We are pleased to announce that our regular Auction Analysis blog written by director Nilesh Patel, which comments on what quality investments are trading for in the current market, will now be published quarterly in the Estates Gazette.
Our first blog of 2019, published on 26 January 2019, looks at the December auctions and 2018 overall as well as looking ahead to what the year will bring. Subscribers can view the article on the EG website here, alternatively you can view the article as it was published here.

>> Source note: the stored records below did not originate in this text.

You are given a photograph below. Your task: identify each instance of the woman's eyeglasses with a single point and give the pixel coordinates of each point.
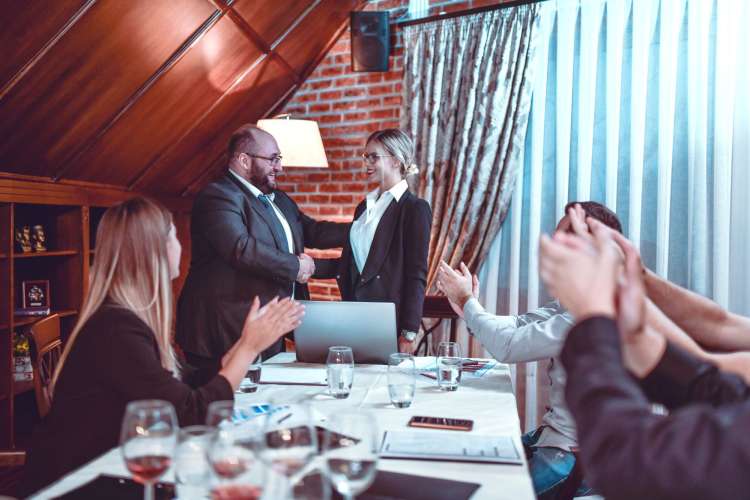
(372, 158)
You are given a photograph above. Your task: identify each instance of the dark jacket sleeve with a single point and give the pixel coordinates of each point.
(128, 361)
(417, 225)
(696, 452)
(220, 219)
(324, 234)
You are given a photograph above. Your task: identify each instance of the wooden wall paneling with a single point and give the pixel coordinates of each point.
(170, 107)
(198, 150)
(314, 33)
(31, 27)
(271, 20)
(85, 78)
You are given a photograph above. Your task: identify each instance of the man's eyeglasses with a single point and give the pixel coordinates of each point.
(274, 160)
(372, 158)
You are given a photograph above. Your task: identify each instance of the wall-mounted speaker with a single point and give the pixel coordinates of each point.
(371, 41)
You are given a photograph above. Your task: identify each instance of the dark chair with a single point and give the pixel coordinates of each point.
(47, 348)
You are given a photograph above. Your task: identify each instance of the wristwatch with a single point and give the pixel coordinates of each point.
(409, 335)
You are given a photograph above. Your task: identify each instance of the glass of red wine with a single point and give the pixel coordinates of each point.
(147, 440)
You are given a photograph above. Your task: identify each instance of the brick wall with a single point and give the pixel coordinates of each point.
(348, 106)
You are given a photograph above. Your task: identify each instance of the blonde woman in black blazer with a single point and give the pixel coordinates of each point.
(385, 258)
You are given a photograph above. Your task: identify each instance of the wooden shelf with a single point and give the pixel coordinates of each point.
(21, 386)
(50, 253)
(27, 320)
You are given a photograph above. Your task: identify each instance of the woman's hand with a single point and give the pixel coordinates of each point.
(265, 325)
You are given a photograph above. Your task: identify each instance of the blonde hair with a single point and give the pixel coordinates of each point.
(131, 269)
(398, 145)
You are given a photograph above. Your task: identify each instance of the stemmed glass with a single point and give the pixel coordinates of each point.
(233, 449)
(289, 441)
(148, 438)
(351, 448)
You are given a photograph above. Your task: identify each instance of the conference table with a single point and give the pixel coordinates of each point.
(488, 401)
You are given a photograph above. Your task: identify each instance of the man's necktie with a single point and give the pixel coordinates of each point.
(275, 222)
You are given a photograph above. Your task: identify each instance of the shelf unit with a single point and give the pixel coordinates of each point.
(65, 265)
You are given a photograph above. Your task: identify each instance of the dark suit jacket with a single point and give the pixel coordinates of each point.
(237, 255)
(701, 450)
(115, 360)
(396, 267)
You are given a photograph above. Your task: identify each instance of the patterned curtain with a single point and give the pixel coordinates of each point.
(467, 95)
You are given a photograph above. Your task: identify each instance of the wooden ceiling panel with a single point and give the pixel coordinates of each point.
(167, 111)
(144, 94)
(271, 20)
(29, 25)
(308, 38)
(202, 148)
(87, 76)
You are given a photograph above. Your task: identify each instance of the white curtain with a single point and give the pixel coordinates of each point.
(643, 105)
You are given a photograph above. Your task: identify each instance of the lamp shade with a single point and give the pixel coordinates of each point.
(299, 142)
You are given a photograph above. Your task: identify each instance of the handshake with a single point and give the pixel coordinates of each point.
(306, 268)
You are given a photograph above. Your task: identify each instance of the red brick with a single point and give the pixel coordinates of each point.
(330, 119)
(319, 108)
(333, 94)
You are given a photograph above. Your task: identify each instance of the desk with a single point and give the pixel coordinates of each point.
(489, 401)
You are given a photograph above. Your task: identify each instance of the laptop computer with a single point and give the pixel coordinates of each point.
(369, 328)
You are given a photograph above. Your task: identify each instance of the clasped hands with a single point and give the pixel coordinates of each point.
(306, 268)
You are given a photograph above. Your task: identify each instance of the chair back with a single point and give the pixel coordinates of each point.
(45, 334)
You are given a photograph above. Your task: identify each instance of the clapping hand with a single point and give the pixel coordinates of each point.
(264, 325)
(458, 287)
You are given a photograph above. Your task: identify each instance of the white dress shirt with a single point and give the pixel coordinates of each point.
(284, 224)
(363, 229)
(536, 335)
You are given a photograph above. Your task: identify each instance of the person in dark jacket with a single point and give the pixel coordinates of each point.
(120, 349)
(617, 366)
(385, 257)
(247, 239)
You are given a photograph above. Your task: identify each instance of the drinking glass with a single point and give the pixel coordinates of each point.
(192, 469)
(449, 366)
(219, 413)
(232, 455)
(147, 439)
(351, 451)
(289, 441)
(402, 379)
(251, 380)
(340, 363)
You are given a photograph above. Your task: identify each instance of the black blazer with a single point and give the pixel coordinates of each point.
(396, 267)
(115, 360)
(236, 255)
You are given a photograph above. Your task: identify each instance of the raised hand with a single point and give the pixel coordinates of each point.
(264, 325)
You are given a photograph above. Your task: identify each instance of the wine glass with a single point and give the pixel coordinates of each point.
(289, 441)
(147, 439)
(351, 451)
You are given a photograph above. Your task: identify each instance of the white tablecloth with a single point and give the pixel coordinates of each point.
(488, 401)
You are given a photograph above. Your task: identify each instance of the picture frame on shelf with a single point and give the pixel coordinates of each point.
(35, 298)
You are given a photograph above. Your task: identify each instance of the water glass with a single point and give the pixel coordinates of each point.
(449, 366)
(251, 380)
(220, 413)
(402, 379)
(192, 469)
(340, 363)
(147, 438)
(351, 451)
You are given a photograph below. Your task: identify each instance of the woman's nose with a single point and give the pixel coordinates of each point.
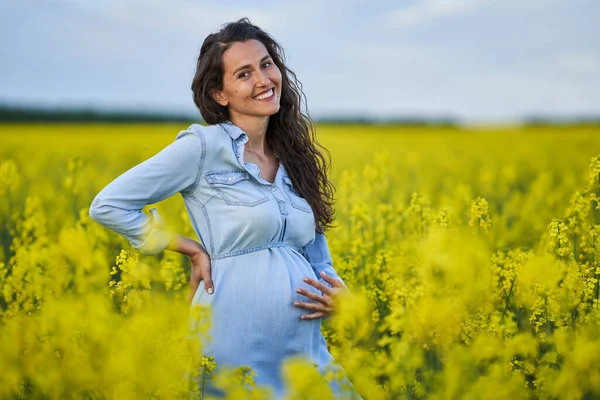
(263, 79)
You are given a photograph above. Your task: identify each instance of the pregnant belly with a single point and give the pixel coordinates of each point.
(254, 319)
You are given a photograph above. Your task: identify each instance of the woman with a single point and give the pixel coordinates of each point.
(256, 190)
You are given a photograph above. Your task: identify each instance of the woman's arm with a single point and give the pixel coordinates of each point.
(328, 281)
(318, 255)
(119, 205)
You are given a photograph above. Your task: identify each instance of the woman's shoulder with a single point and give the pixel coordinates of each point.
(206, 133)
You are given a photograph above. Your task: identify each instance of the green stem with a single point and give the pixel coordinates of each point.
(512, 285)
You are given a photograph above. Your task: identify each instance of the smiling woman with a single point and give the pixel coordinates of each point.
(257, 193)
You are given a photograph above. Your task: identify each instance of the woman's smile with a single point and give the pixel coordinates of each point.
(266, 95)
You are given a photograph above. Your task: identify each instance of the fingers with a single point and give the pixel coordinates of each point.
(315, 296)
(331, 280)
(315, 315)
(208, 285)
(318, 285)
(311, 306)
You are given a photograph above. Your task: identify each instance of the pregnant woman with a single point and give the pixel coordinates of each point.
(256, 191)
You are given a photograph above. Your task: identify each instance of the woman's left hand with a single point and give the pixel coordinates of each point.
(325, 304)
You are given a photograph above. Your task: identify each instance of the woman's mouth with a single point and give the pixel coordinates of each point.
(266, 96)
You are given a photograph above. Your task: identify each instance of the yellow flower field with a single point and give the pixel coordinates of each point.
(472, 256)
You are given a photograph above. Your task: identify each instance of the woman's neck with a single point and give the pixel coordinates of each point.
(256, 129)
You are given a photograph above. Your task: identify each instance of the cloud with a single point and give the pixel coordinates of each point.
(582, 64)
(428, 10)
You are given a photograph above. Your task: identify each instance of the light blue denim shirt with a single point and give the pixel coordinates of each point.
(260, 236)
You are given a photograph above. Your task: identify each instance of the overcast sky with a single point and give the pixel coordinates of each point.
(473, 59)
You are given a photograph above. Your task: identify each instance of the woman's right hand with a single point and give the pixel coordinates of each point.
(200, 259)
(201, 271)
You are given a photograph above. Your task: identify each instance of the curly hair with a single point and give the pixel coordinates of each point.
(290, 133)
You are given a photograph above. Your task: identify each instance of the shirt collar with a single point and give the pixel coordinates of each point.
(233, 130)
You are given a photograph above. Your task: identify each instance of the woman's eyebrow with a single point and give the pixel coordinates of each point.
(248, 65)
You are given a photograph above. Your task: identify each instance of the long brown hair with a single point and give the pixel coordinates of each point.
(291, 132)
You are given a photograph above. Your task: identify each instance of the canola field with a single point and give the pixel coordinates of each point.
(472, 255)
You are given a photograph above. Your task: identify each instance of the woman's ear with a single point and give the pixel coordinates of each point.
(218, 96)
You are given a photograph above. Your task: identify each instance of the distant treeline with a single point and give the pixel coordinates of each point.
(11, 113)
(27, 114)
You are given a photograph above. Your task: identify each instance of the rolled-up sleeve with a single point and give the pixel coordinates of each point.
(318, 255)
(119, 205)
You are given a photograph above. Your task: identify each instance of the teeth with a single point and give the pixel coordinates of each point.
(265, 95)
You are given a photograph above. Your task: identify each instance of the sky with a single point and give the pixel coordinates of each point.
(475, 60)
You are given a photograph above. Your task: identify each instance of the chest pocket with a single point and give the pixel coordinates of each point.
(236, 187)
(297, 201)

For the private investor, 2018 was the year when alternatives to High Street Retail became mainstream. With a tough retail climate being exasperated by unrelenting uncertainty surrounding Brexit, investors are questioning what exactly defines a quality commercial property investment. More variety is being offered for sale as a result, and for the traditional retail lots high yields on offer continue to attract many opportunist.
Consequently 2018 auction sales rates were pretty strong with Allsop recording 85% in 2018 and Barnett Ross over 90%. Our transactional activity also remained strong in 2018 with 114 deals done at an average deal value of £1.1m. 25% of these deals (£31m) were done in auction, and of these, more common alternatives to Retail such as Restaurants (21%) and Supermarkets (15%) were joined by less conventional categories such as Industrial (13%) and Medical (5%). In terms of geography, 97% of our auction deals were located between the Midlands and the South Coast – a reflection of how the difficult retail landscape has worst hit the Northern regions.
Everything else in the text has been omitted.